Qanun Jinayat Aceh dan Hubungannya dengan Hukum Nasional

Qanun Jinayat Aceh dan Hubungannya dengan Hukum Nasional
Gambar AI, Sumber: gemini.google.com.

SURAU.CO. Aceh memiliki status istimewa yang berbeda dari provinsi lain di Indonesia. Status ini lahir melalui sejarah panjang konflik, perjanjian damai, dan rekonsiliasi antara pemerintah pusat dengan masyarakat Aceh. Karena itu, Undang-Undang Nomor 11 Tahun 2006 tentang Pemerintahan Aceh (UUPA) memberikan hak khusus bagi Aceh untuk menyelenggarakan kehidupan masyarakat berdasarkan syariat Islam.

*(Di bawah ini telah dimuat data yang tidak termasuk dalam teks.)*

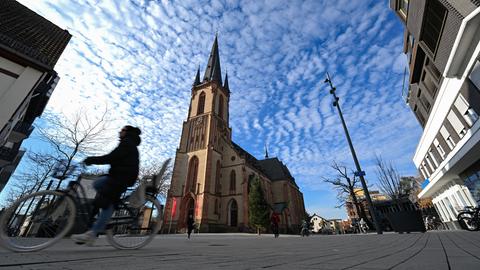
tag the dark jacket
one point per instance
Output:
(124, 166)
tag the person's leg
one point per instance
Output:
(100, 182)
(88, 237)
(103, 218)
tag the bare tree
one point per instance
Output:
(67, 137)
(346, 188)
(70, 136)
(162, 174)
(33, 178)
(390, 181)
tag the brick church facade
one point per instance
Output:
(211, 173)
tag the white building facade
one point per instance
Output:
(30, 46)
(443, 49)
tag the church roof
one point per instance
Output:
(197, 78)
(29, 35)
(273, 168)
(213, 71)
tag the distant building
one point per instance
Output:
(335, 226)
(212, 174)
(318, 223)
(352, 211)
(441, 42)
(30, 46)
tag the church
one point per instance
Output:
(211, 173)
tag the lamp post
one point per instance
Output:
(359, 171)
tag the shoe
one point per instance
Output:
(87, 238)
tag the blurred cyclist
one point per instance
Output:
(124, 166)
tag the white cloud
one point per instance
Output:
(140, 57)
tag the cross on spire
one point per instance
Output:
(213, 71)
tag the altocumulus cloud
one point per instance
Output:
(140, 58)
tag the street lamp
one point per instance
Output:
(359, 171)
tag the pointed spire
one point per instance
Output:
(197, 78)
(266, 151)
(225, 85)
(213, 71)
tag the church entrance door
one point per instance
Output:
(233, 213)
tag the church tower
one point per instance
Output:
(195, 186)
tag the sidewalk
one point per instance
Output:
(459, 250)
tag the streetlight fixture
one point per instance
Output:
(359, 171)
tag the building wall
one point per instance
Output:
(451, 138)
(16, 85)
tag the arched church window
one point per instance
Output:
(220, 106)
(201, 103)
(192, 174)
(232, 181)
(217, 177)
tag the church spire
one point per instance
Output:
(197, 78)
(225, 85)
(213, 71)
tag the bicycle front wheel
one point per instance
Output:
(36, 221)
(467, 221)
(133, 228)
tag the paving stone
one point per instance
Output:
(457, 250)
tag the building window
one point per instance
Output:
(475, 75)
(192, 174)
(201, 104)
(220, 106)
(460, 196)
(439, 148)
(465, 110)
(446, 136)
(427, 169)
(217, 178)
(432, 157)
(232, 181)
(431, 166)
(432, 24)
(403, 8)
(456, 123)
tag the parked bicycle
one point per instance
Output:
(469, 218)
(433, 223)
(39, 220)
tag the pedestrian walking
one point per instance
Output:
(190, 225)
(275, 220)
(363, 226)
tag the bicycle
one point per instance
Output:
(432, 223)
(469, 218)
(41, 219)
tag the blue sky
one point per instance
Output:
(139, 57)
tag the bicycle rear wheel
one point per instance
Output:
(143, 223)
(467, 221)
(37, 221)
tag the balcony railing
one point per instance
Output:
(24, 128)
(7, 154)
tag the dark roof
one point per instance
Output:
(29, 35)
(197, 78)
(213, 71)
(273, 168)
(225, 85)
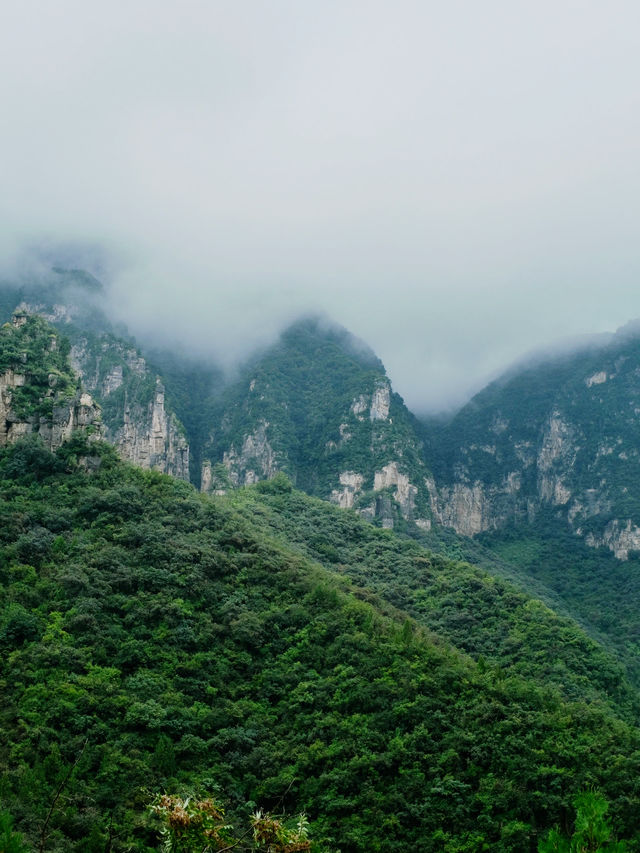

Selain itu, Aceh juga menunjukkan pelaksanaan syariat Islam melalui lahirnya Qanun Jinayat. Aturan ini berfungsi sebagai peraturan daerah di bidang hukum pidana Islam. Pemerintah Aceh mengesahkan Qanun Jinayat No. 6 Tahun 2014, dan mulai memberlakukannya pada tahun 2015. Sejak saat itu, Aceh benar-benar memiliki instrumen hukum pidana yang berbeda dari provinsi lain. Dengan demikian, masyarakat Aceh tidak hanya tunduk pada hukum nasional, tetapi juga pada hukum berbasis syariat Islam.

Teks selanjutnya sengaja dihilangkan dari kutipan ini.